Sue Trollip
3 minute read
8 Nov 2010
00:00

Cinema silence — yet another myth

Sue Trollip

WHERE are the moviegoers with a predilection for escape from their mundane lives? Where are those who enjoy the experience of sitting in the theatre, munching popcorn as silently as possible, while watching a film?

WHERE are the moviegoers with a predilection for escape from their mundane lives? Where are those who enjoy the experience of sitting in the theatre, munching popcorn as silently as possible, while watching a film?

Extinct, is the only answer I can find. Today’s young cine- customers seem to be there under duress. They chat to their friends on MXit, while I sit behind trying to dodge the glare from their cellphone screens.

Often it’s the suffering boyfriends or girlfriends, obviously dragged there to earn brownie points, who spend their time playing games on their phones, or catching up with their friends on Facebook.

Some know it’s a multi-billion United States-dollar production, so it’s definitely a must-see, but it’s not quite as important as what Robyn is wearing to the dance on Saturday, or whether Ryan managed to score with that hot chick, or which Nintendo Wii game Scott got for his birthday.

What about the VIPs who’ve taken time out of their busy schedules to attend the movies, but must take all their calls.

“Hello,” loud whisper, “I’m at the movies, yes, it’s okay. No not that one, it’s the new one, you know.’”

Yes, we know, because we’re actually trying to watch it. Are they being called out to an emergency? Has the organ donor just been located? Who knew there were that many neurosurgeons in town?

The movie houses keep trying to improve our experience with flavoured popcorn, coffee and shortbread, but something needs to be done about the chatterers. A few movies ago I was forced to listen to a woman murmuring between sighs into her mobile phone “No I love you more … no I miss you more ….” until the person behind her swiftly kicked her chair. She left in a huff, exclaiming loudly about the rudeness of luckless people who clearly didn’t have anyone to love or miss them more.

Cinema Noveau tends to cater for the more discerning moviegoer, or so I was led to believe. Until one day, nestled down into my chair, armed with coffee and shortbread, I was disrupted by an elderly woman and her rather archaic beau who arrived late and sat down noisily behind me.

Within seconds she’d begun to explain to him who was who and what they were doing.
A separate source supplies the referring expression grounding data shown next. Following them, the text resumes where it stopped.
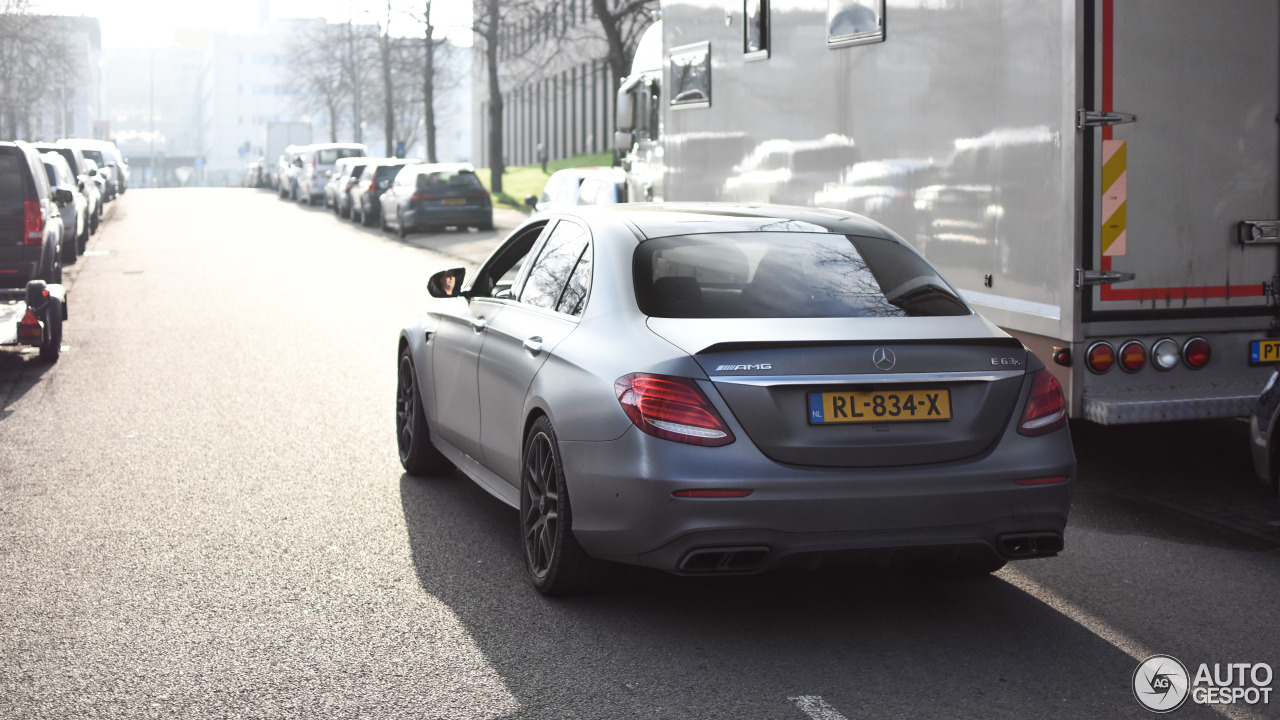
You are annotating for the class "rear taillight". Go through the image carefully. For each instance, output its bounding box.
[615,373,735,447]
[1183,337,1211,369]
[23,200,42,245]
[369,179,377,194]
[411,193,434,202]
[1086,342,1115,374]
[1118,340,1146,372]
[1018,369,1067,437]
[16,307,41,343]
[672,489,753,498]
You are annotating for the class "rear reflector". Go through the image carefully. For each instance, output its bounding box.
[1015,476,1069,486]
[1017,369,1067,437]
[16,307,41,343]
[1052,347,1071,367]
[615,373,735,447]
[1118,340,1146,372]
[672,489,752,498]
[1183,337,1210,369]
[1086,342,1115,373]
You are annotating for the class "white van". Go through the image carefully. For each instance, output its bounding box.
[296,143,367,206]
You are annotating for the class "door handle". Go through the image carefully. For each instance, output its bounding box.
[523,336,544,355]
[470,317,488,332]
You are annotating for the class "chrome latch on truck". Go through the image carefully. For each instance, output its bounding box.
[1077,109,1137,130]
[1076,268,1136,288]
[1238,220,1280,245]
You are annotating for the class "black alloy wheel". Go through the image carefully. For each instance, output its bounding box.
[396,348,451,475]
[521,416,596,595]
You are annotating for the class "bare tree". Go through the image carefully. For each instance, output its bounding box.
[283,22,351,142]
[0,1,76,140]
[590,0,656,90]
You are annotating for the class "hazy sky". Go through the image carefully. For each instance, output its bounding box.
[32,0,472,48]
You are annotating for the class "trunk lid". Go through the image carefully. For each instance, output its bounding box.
[649,316,1028,467]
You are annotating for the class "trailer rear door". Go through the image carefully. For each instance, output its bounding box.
[1084,0,1279,319]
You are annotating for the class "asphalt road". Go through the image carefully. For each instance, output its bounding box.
[1,189,1278,720]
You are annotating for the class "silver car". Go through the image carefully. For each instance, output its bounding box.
[396,203,1076,594]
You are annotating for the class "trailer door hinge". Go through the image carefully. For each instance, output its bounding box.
[1077,268,1137,287]
[1238,220,1280,245]
[1077,109,1137,130]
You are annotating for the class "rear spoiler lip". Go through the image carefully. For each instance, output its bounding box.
[697,336,1025,355]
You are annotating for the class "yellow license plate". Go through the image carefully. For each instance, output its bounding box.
[1251,339,1280,364]
[441,198,466,206]
[808,389,952,423]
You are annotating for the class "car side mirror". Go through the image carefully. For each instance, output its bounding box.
[524,195,538,210]
[613,131,634,151]
[88,168,97,176]
[54,188,73,204]
[428,267,467,298]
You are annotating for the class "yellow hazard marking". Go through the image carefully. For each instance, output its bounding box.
[1101,140,1127,256]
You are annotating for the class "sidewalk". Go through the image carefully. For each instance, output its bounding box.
[401,207,527,267]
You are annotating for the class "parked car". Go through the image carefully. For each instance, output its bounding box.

Initially the hairs on the back of my neck began to quiver in agitation, then I began to listen to what she was telling him and spent the rest of the movie laughing to myself.

The only explanation I could find was that they’d walked into the wrong movie and she was determinedly making the characters do what was expected of them. I missed the entire movie and although I’d initially contemplated throwing a shortbread finger at them, I decided that perhaps they were a little more interesting than the movie and I do hate to waste good shortbread.

Perhaps it’s time to bring back the usher, the young conscientious torchbearer who can flash his or her light into the faces of loud talkers and MXit gigglers as a warning before eviction. Then again, who’d notice the torch from the glare of the cellphone screen?